Neither the House nor the Senate Healthcare bill will be well suited for reducing healthcare costs and improving care. It will however, insure more Americans, though the nature of healthcare plans that the uninsured will be offered, will in effect provide a government subsidy to the health insurance industry. According to Steffie Woolhandler, professor of medicine at Harvard University and co-founder of Physicians for a National Health Program, the insurance companies are fairly satisfied with this bill and the drug companies are elated: the Senate bill was written by Elizabelth Fowler. She is a former vice president of Wellpoint, the nation’s largest private insurance company. According to the bill, the for-profit insurance companies will gain about $500 billion in government subsidies for taking on uninsured citizens. What this will help create is a much more powerful private insurance lobby, something more difficult to defeat if we ever get to a single payer plan.  The hope that the public option component might serve as the Trojan Horse, to plant the seeds of growth and eventually achieve a “medicare for all” reform option has been greatly diminished by these bills. It looks like the public option plan will only insure a small minority of patients and its small start will make it that much harder for it to grow in future iterations. Massachusetts and Oregon have already tried to implement a plan similar to what the House and Senate healthcare bills will be offering and both of those systems have reached a point where they can’t financially meet their obligations. For Massachusetts to meet its current healthcare plan costing $1.3 billion this year, the state has opted to cover those costs by taking money away from safety net healthcare for immigrants, the mentally ill and people with substance abuse. Then of course there is the odious abortion ban bill that passed as a late amendment to the House bill. The language in the Senate bill is not as harsh as that of the House bill, which was a shocking retreat from the recognition that abortion in this country is a legal, approved medical procedure, so denying it as a healthcare benefit is unconstitutional!

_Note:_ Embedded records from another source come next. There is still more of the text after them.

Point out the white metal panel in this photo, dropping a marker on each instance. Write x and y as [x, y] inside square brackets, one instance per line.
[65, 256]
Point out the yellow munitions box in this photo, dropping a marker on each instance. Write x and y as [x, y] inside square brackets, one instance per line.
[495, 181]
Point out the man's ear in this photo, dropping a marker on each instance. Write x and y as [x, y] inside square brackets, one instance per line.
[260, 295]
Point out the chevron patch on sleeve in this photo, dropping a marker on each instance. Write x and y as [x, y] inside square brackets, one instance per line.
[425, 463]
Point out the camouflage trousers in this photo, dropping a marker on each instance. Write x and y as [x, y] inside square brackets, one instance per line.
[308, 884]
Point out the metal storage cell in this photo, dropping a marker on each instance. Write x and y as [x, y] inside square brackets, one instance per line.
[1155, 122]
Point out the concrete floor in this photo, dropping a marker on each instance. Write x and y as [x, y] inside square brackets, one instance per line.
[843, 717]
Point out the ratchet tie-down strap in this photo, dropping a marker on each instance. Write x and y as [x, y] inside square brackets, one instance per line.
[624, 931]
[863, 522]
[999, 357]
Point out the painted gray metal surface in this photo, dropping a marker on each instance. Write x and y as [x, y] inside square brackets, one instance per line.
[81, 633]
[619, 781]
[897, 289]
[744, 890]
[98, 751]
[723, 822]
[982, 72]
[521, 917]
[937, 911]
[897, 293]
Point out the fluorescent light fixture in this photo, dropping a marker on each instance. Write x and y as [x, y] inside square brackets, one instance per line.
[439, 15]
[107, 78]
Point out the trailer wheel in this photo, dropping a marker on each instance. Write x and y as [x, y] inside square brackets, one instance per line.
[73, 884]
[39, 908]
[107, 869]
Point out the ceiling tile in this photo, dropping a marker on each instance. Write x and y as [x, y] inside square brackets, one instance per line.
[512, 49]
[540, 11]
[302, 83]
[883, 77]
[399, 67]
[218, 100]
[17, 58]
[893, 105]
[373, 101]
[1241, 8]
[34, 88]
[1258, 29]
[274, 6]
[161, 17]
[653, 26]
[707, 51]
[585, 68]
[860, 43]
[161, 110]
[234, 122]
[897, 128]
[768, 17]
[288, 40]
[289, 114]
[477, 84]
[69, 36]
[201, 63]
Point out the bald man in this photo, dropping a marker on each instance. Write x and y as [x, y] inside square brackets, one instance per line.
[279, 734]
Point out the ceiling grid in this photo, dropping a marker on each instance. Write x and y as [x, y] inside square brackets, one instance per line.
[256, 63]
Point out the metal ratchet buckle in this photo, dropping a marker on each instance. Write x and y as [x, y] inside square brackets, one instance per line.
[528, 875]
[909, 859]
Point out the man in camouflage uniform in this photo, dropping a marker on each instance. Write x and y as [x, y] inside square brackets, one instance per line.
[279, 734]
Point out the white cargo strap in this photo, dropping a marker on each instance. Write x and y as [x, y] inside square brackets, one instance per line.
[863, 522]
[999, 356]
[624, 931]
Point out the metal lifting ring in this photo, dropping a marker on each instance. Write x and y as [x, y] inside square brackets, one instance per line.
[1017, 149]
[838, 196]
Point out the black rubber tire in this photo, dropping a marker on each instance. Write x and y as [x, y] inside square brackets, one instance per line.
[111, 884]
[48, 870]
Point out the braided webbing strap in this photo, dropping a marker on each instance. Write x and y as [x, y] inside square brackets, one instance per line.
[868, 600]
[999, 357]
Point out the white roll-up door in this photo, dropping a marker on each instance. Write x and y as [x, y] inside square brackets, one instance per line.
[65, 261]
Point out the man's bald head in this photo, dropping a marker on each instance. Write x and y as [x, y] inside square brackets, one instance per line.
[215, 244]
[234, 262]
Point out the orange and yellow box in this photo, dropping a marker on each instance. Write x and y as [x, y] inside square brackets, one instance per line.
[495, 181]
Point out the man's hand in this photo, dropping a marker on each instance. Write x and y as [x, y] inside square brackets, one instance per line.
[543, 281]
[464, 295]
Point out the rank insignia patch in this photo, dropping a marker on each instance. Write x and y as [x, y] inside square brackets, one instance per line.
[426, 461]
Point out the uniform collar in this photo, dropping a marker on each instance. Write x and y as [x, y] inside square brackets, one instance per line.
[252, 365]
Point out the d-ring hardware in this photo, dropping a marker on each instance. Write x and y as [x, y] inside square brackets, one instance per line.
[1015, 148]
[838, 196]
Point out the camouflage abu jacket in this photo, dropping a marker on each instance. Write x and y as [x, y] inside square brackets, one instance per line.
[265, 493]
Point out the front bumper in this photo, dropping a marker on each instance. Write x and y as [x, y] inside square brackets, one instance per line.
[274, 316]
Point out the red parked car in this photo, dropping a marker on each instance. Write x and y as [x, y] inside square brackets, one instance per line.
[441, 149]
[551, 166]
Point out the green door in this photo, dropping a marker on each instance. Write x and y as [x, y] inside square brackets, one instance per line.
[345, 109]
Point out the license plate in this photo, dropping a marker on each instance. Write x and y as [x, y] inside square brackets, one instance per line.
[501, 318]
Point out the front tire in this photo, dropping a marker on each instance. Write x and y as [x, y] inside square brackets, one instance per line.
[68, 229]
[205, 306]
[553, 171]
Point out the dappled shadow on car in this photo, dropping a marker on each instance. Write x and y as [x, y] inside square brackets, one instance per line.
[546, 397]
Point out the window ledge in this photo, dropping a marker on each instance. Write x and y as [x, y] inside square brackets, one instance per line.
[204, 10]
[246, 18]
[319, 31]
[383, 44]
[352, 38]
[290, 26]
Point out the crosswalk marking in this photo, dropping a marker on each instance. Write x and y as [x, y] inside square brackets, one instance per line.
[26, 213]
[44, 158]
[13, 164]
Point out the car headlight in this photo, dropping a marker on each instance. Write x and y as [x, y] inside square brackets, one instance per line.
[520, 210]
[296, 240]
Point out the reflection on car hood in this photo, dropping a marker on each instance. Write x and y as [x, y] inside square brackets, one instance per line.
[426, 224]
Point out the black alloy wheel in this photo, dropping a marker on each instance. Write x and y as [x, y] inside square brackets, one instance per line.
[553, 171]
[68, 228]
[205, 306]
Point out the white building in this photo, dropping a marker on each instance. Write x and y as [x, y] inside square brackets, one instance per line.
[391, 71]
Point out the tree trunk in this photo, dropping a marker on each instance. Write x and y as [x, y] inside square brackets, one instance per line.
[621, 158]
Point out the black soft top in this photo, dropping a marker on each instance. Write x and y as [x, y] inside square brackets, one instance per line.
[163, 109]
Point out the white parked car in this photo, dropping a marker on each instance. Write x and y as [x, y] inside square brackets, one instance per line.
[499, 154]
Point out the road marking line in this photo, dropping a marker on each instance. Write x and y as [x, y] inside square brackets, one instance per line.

We do not know what the final bill will look like as it works its way through the Senate and then through a House-Senate conference. Predictions are that it will not save us money on healthcare, but stimulate another round of huge corporate profits. The only thing we know with some certainty is that the Republicans will all be using the same talking points and quoting the same fictitious polls that they have been quoting since April. Why is there no reporter to ask McConnell the source of his polling data when he says “the American people don’t want this healthcare reform bill,” when every poll says otherwise? Reporters use to enjoy making a fool out of a politician who so errantly goes off course when he/she fabricates data.